Семейный пикник - Ролле Элизабет. Страница 31
Доктор пожал плечами.
— Придется заявить в полицию. Сожалею, мистер Кроуфорд, но гласности теперь не избежать. На вашем месте я бы сам переговорил с мистером Хайндом прежде, чем все это появится в газетах.

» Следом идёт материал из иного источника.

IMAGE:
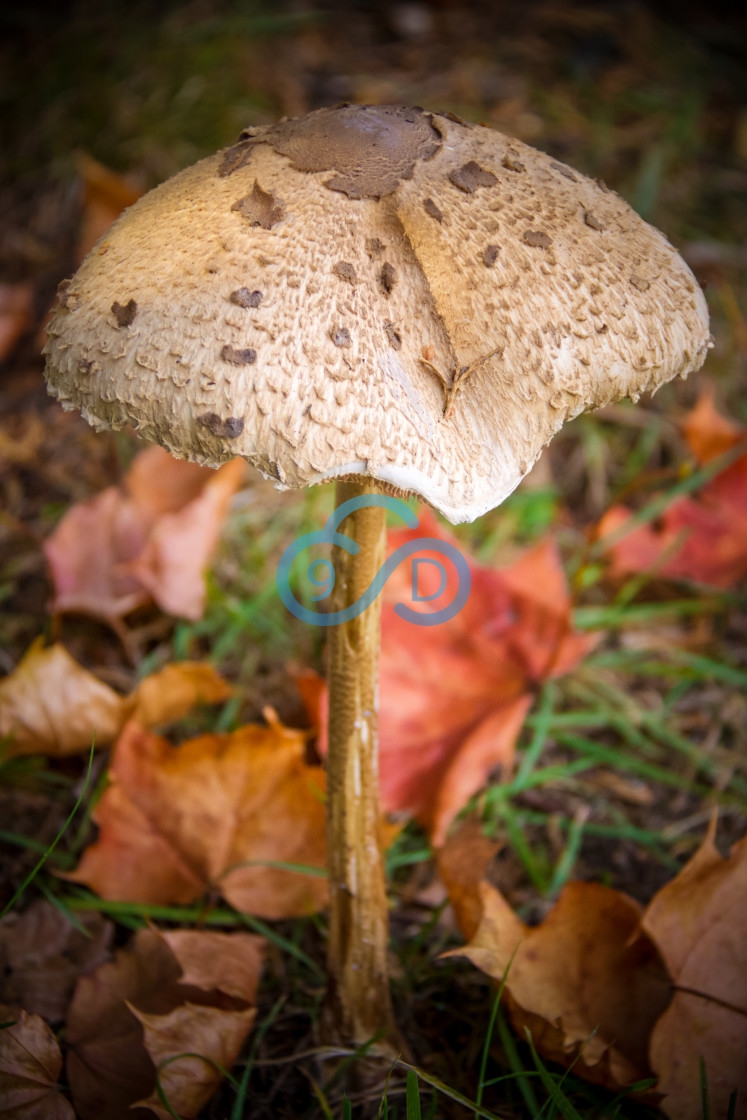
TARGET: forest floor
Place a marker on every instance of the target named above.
(623, 761)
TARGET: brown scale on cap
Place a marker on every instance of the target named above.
(535, 296)
(259, 207)
(243, 297)
(371, 148)
(231, 428)
(124, 313)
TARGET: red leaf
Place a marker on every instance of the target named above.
(454, 697)
(702, 538)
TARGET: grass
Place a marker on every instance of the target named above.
(617, 761)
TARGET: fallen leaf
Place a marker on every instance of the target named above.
(178, 821)
(43, 954)
(16, 307)
(173, 691)
(105, 195)
(50, 705)
(188, 1046)
(701, 538)
(149, 539)
(454, 697)
(707, 431)
(167, 995)
(29, 1069)
(698, 922)
(461, 864)
(587, 982)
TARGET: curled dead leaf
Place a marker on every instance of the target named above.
(30, 1063)
(50, 705)
(587, 982)
(698, 922)
(149, 539)
(214, 813)
(166, 995)
(41, 955)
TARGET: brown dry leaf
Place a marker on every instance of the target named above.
(112, 1061)
(173, 691)
(50, 705)
(461, 864)
(586, 981)
(698, 922)
(41, 955)
(29, 1069)
(174, 1043)
(149, 539)
(16, 307)
(105, 195)
(178, 821)
(53, 706)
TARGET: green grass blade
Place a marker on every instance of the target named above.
(541, 728)
(35, 870)
(521, 1074)
(237, 1110)
(556, 1094)
(412, 1098)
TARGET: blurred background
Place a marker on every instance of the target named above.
(100, 102)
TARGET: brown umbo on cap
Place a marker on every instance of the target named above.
(373, 290)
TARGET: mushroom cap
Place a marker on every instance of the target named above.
(373, 290)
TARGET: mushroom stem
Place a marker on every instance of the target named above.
(360, 998)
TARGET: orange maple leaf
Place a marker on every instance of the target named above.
(149, 539)
(701, 538)
(454, 697)
(211, 813)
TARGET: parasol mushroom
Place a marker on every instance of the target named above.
(390, 298)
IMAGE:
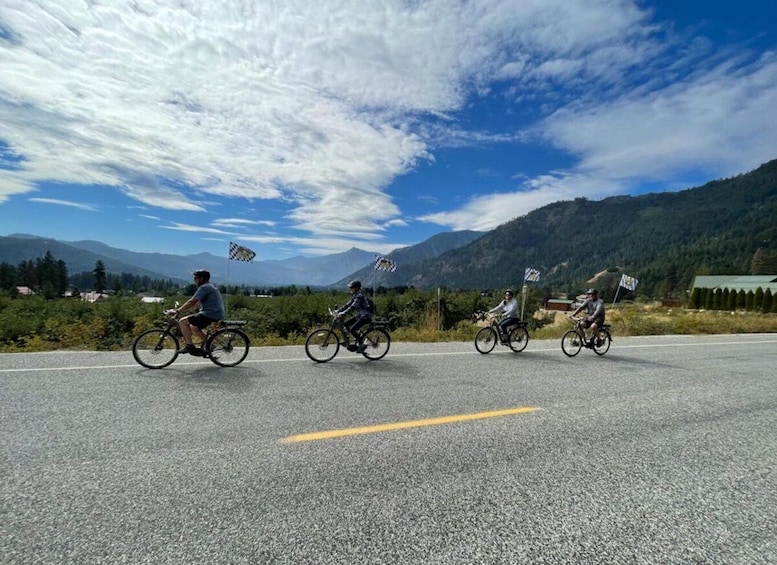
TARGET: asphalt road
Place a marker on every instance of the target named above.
(662, 451)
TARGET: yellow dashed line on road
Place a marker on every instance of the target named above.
(330, 434)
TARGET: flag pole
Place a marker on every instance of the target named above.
(226, 286)
(524, 292)
(617, 290)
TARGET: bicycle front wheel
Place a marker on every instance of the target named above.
(155, 349)
(322, 345)
(485, 340)
(519, 339)
(227, 347)
(605, 346)
(377, 342)
(571, 343)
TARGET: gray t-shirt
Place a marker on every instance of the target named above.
(211, 304)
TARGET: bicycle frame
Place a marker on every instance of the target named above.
(578, 337)
(323, 344)
(488, 336)
(225, 344)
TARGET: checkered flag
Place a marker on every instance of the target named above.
(384, 264)
(531, 275)
(240, 253)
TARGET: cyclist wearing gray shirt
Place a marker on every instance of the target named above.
(211, 310)
(594, 307)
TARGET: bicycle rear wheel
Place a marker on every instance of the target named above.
(377, 342)
(227, 347)
(322, 345)
(485, 340)
(571, 343)
(519, 339)
(605, 346)
(155, 349)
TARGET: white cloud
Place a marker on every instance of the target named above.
(321, 105)
(79, 205)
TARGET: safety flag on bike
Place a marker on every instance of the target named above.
(384, 264)
(629, 283)
(240, 253)
(531, 275)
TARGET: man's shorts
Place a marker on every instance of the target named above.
(598, 321)
(200, 320)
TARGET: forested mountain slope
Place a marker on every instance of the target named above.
(662, 239)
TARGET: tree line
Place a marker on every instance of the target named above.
(759, 300)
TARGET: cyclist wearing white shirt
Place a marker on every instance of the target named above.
(509, 310)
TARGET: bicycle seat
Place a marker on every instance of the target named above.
(232, 323)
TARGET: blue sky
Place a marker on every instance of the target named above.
(308, 127)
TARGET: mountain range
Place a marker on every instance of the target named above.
(322, 271)
(727, 226)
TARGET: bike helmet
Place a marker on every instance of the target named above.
(202, 273)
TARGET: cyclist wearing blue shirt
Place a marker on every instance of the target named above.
(211, 310)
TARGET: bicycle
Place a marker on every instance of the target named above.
(575, 339)
(225, 344)
(487, 337)
(322, 344)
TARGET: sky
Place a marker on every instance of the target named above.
(307, 127)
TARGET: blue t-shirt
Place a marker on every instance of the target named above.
(211, 304)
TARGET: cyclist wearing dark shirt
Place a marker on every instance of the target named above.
(358, 304)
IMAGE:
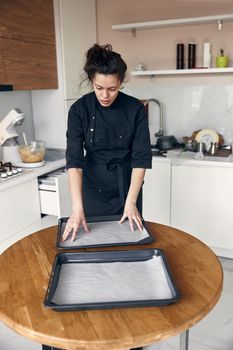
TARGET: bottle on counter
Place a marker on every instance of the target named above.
(206, 55)
(180, 56)
(191, 55)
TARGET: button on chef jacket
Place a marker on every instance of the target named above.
(107, 142)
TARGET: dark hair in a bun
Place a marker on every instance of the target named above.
(103, 60)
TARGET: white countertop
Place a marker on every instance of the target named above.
(29, 174)
(174, 157)
(179, 157)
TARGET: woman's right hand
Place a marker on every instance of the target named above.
(76, 220)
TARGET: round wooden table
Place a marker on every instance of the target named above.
(25, 272)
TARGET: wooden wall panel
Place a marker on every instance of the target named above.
(29, 66)
(27, 20)
(27, 44)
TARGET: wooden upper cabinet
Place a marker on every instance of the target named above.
(27, 44)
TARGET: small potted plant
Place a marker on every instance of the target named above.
(222, 60)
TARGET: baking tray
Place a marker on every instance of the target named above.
(104, 231)
(112, 279)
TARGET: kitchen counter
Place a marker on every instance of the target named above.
(52, 162)
(180, 157)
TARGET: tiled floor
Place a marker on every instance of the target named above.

— Сейчас это уже не имеет особого значения, — с горечью сказал Кроуфорд. — Я поставил себя в такое положение, по сравнению с которым просто лишиться наследства — сущие пустяки. Теперь мое имя будет связано с дачей ложных показаний в корыстных целях и с попыткой убийства. Думаю, мой отец предпочел бы лучше лишиться последнего пенса, чем увидеть нашу фамилию в газетах в таком контексте. Впрочем, мне некого винить, кроме самого себя... Сэр Карлайл, я приношу вам свои извинения. Что бы я сейчас ни сказал, это всего лишь слова, и они никогда не загладят мою вину перед вами. Единственное мое оправдание в том, что я сам заблуждался.
Патрик безмолвно слушал Кроуфорда, опустив глаза и положив руку на загривок сидевшей рядом собаки; пальцы его нервно подрагивали, и Бэрридж подумал, что Патрик скорее простит Кроуфорду попытку застрелить его, нежели то, что по его вине считал себя убийцей. Кроуфорд сделал небольшую паузу, ожидая ответа Патрика, однако тот хранил молчание, и Бэрридж в этот момент почти физически ощутил как невыразимо трудно Патрику сказать сейчас что-либо.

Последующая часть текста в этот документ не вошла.